米が紙と紐で包装されている。京都の地元の店で。

ひとつ探求する価値があるのは、1000年もの歴史を持つ「風呂敷」の包装技術だ。正方形の布一枚で物を包む日本の伝統で、サステナブルなリユースが流行するずっと以前からある素晴らしい技術だ。シンプルな一枚の布を適切に結ぶだけで、食料品や本、クッション、箱、その他の容器など、どんなものでも包むことができる。

「風呂敷の折り方、包み方には様々なものがある。厳選された風呂敷は何通りもの包み方ができるし、持ち手をつければ高級品も入れられる風呂敷バッグになる。特にこの風呂敷バッグは最近、人気になってきている。私の風呂敷の使い方の中では、瓶を包むのもとてもお洒落に見える。1本でも、2本でも、持ち手をつけて瓶を包むことができる。そういうことができる技術がすごいと思う。贈り物をそんなふうに包むと、受け取った人にとっても深く印象に残る」と、あやめさん。

風呂敷は本当に便利だ―京都ハンディクラフトセンター提供画像

街で風呂敷包みを抱えている人を見かけると、包みに込められた思いが伝わってきて、とても嬉しくなる。

「お客さんに風呂敷がどんなに便利なものかを実演して見せると、布一枚でできることの選択肢の多さに驚かれる。

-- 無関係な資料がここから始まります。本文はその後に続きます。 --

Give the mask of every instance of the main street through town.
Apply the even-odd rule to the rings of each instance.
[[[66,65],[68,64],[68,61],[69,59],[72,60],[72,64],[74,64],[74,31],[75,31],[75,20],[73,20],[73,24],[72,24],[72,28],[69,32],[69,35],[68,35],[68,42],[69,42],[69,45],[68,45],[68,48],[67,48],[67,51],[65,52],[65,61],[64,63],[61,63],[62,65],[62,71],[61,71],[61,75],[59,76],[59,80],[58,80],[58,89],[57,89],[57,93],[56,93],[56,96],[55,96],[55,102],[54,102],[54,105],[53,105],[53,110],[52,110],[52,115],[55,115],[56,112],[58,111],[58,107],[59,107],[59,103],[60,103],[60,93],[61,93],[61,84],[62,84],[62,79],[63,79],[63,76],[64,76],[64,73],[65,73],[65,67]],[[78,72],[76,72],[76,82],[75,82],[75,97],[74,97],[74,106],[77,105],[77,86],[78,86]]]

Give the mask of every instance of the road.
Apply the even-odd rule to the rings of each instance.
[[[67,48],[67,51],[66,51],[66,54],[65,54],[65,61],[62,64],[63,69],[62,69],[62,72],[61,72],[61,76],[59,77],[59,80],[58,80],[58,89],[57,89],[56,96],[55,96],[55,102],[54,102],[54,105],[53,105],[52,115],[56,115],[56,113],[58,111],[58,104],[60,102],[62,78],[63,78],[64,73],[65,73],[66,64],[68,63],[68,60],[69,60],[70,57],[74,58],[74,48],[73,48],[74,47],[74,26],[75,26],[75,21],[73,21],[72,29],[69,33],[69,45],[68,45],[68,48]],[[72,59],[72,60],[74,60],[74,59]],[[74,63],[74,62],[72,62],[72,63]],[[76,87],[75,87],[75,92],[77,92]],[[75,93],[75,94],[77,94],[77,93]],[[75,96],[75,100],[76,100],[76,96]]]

その感動に、私はいつも笑顔をもらっている」と、あやめさんは語る。

日本には古くから包んだりくるんだりする文化がある。風呂敷は「風呂」を意味する “Furo “と、「広げる」という意味の”Shiki “を組み合わせた名前だ。

「『敷』の部分は、入浴の前と後に足元に布を敷く行為からきている」と、あやめさんは言う。

日本には、年に2回、お世話になった人に贈り物をする習慣がある。7月頃送る夏の贈り物、「お中元」と、12月頃の冬の贈り物、「お歳暮」だ。

「正式な場では、贈り物を風呂敷に包んで持って行って相手の前で開ける習慣がある」と、あやめさん。

感謝のしるし― 京都ハンディクラフトセンター提供画像

「日本文化では動きの美しさが重要で、茶道や日本舞踊など日本の伝統芸術に携わる際の動作はとても肝心だ。同じように、風呂敷を包む時も、解く時も、手の動きの美しさを大切にして、丁寧に、上品に行うことを心がけている」

風呂敷は通常、綿やナイロン、ポリエステル、絹、レーヨンなどの素材でつくられており、色によって意味合いが異なる。赤や黄色(暖色系)は慶事、青(寒色系)は弔事、高貴な色である紫はどちらの場面でも使用でき、緑も同様だ。

「日本には『花鳥風月』という言葉があり、これは日本美術における自然の美しさとその要素(花、鳥、風、月)を強調している。風呂敷の柄の多くは自然から着想を得ており、様々な雰囲気を表現している。また、唐草模様(アラベスク)やシリアのダマスカス地方の剣の鍔に使われる伝統の模様であるダマスクなど、海外から取り入れた柄もある。うちには、京都ダマスクと呼ばれる商品ラインもある」と、あやめさんは言う。

切った竹を2つ並べたメニュー置き。京都、祇園で。

折形(おりかた)、または「折り方」は、一般に「折り紙」として知られる紙を折る技術で“Ori”は「折る」、“Kami”は「紙」を意味している。風呂敷と同様、一枚の紙もうまく使えば非常に便利で、様々な形をつくることができる。切ったり、印をつけたり、糊で貼る必要もない。折り紙の秘密は折り方にあるのだ。

この技術は贈り物の包装にも応用され、端をちょっとしたテープで止めただけの驚くほど上品なパッケージが出来上がる。

日本は、紛れもなく独自の包装文化を育み、洗練させてきた。吟味してみると、日本人は生活のさまざまな場面で多機能の文化を発展させてきたことがわかる。たとえば、多機能のワンルームを家にしたり、様々な台所道具の代わりに箸を使ったり、一枚の紙や布で究極の彫刻を生み出したり、といったように。